Empecé a pintar con una energía hasta entonces no conocida por mí. Sentí algo muy especial, los colores fluían a montones por el cuadro, yo sentía una agitación y excitación muy difíciles de describir, el corazón me latía muy deprisa y sentía mucho calor en la cara. Miguel se levantó y se acercó mucho a mí, se quedó a mi espalda, yo sentía su respiración en mi nuca, él me seguía diciendo que oyera la fuerza del viento desde arriba del acantilado, pero yo sentía el calor de su aliento en mi nuca y mi cara ardiendo. Miguel me giró o me giré yo, sus ojos se clavaron en los míos durante instantes que me parecieron eternos, luego me besó hasta casi hacerme daño como nadie nunca más me ha vuelto a besar. Me besó en la boca, en el cuello. Me quitó la ropa o quizás me la quité yo, se quitó la suya o quizás se la quité yo, me besaba los brazos, los pechos, en los muslos y entre los muslos. Cogió los tubos de óleo, los desparramó por mis piernas, por mi vientre, los extendió con sus manos por mi cuerpo, y de mi cuerpo y de mi alma hizo un indescriptible cuadro. Yo volé sobre el acantilado, sentí la brisa y olí el mar de mi paisaje.

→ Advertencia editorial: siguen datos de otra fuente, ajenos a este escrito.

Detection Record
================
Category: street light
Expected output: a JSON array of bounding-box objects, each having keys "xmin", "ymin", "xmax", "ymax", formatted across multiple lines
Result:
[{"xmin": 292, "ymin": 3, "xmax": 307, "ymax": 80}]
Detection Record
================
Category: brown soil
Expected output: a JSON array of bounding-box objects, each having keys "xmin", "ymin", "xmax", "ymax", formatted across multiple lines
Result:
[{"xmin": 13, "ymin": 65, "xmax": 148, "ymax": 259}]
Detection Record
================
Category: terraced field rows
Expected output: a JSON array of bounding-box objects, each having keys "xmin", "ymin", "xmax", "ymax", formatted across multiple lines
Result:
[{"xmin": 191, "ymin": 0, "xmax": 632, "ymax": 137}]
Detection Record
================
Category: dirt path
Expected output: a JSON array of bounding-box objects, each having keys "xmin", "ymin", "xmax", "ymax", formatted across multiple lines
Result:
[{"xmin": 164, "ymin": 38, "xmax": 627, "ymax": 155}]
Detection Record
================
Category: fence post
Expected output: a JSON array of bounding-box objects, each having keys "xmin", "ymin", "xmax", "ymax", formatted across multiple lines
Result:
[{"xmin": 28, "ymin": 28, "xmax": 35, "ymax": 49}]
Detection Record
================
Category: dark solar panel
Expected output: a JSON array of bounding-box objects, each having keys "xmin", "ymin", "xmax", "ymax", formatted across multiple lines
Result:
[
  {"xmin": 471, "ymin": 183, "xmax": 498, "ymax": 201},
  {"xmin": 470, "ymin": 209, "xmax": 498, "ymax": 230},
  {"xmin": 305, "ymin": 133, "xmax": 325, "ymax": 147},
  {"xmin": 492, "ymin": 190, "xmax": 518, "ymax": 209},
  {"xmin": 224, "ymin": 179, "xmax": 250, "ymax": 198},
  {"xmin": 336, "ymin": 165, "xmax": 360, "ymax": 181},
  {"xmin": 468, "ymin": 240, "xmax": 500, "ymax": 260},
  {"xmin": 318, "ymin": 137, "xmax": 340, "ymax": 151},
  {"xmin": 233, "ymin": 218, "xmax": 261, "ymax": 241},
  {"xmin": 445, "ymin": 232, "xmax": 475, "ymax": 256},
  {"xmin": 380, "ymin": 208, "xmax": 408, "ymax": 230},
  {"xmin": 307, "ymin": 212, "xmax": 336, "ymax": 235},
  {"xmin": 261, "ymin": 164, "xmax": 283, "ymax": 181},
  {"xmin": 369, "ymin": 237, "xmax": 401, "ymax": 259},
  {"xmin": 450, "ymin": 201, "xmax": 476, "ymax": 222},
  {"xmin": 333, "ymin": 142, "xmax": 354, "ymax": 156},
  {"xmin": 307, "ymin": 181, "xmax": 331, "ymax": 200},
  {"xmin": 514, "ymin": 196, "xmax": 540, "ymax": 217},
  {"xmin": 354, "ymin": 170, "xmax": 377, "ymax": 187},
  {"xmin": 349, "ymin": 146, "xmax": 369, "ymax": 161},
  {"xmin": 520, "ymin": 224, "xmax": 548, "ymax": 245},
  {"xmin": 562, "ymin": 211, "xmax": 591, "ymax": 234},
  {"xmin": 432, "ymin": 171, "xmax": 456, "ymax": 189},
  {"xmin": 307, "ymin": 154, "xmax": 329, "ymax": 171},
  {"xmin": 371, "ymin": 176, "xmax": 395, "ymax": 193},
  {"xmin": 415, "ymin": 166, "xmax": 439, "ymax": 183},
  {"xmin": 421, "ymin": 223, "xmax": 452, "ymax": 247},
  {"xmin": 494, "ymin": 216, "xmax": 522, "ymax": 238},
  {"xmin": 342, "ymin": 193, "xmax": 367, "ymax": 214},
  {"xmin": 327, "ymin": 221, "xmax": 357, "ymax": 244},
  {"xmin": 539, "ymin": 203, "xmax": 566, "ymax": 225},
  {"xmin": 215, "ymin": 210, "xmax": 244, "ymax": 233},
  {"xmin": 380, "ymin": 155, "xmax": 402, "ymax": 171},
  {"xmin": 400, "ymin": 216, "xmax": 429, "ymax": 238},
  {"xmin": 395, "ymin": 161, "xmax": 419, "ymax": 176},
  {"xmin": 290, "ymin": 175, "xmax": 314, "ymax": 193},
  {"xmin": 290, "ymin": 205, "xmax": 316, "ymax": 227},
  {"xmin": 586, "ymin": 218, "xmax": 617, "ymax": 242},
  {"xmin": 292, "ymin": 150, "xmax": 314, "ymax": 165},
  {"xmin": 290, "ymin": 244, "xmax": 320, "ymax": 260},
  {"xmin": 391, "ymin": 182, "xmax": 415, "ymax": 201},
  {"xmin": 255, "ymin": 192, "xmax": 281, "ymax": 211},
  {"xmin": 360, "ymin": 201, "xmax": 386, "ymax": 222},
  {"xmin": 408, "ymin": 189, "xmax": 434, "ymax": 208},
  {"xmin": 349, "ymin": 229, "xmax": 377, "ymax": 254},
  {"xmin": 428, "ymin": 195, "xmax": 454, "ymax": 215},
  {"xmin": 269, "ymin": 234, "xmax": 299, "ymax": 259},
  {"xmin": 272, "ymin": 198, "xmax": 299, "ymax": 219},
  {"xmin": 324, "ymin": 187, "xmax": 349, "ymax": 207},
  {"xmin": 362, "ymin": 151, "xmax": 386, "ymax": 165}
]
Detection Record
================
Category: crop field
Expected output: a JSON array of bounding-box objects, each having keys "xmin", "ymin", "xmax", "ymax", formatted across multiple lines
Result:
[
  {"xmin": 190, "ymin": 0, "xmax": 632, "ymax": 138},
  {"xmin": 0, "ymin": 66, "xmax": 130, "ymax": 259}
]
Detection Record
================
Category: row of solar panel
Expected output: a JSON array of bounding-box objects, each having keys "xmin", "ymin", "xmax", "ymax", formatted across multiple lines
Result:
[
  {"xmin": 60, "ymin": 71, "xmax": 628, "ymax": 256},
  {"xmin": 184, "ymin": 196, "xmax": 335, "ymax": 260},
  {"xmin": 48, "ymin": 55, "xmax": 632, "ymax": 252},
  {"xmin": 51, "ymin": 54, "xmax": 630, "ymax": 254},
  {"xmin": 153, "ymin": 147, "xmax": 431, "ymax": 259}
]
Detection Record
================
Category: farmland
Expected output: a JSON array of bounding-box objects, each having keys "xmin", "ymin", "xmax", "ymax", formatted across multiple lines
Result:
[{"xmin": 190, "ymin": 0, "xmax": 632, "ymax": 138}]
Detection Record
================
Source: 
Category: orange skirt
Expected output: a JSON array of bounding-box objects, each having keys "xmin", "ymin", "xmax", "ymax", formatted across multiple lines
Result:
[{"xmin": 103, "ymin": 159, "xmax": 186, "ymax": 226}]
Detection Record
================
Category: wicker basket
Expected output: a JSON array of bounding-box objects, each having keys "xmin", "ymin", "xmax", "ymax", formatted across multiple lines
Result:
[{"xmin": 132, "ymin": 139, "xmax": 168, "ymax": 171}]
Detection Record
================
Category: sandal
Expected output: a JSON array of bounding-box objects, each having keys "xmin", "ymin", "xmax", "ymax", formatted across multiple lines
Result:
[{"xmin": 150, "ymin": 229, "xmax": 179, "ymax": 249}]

Después de aquella tarde hubo muchas más. Ya no volví a mi casa, mis padres no quisieron volver a verme ni saber de mi locura. Me convertí en una pieza más de la casa de Miguel. Pero él no quería esto porque él no quería nada y se empezó a ahogar con mi presencia. Me amaba hasta la locura de los cuerpos y luego me gritaba que me fuera, para después llorarme que volviera. Así transcurrieron unos meses en los que yo habité unas veces succionada por los paisajes de mis cuadros y otras por la locura de Miguel.
Una tarde de octubre, me despertó un ruido seco mientras dormía, me envolví en una sábana y subí a la buhardilla. Por las paredes de la escalera pude leer escrito con óleo rojo: «LUCÍA, PERDÓNAME». Seguí subiendo la escalera, y allí estaba Miguel, muerto, desnudo en el suelo, con todo el cuerpo repleto de pintura y con la pistola aún en su boca. Sus ojos estaban llenos de lágrimas. Aquella misma tarde Miguel también había llorado cuando le dije que estaba esperando un hijo suyo.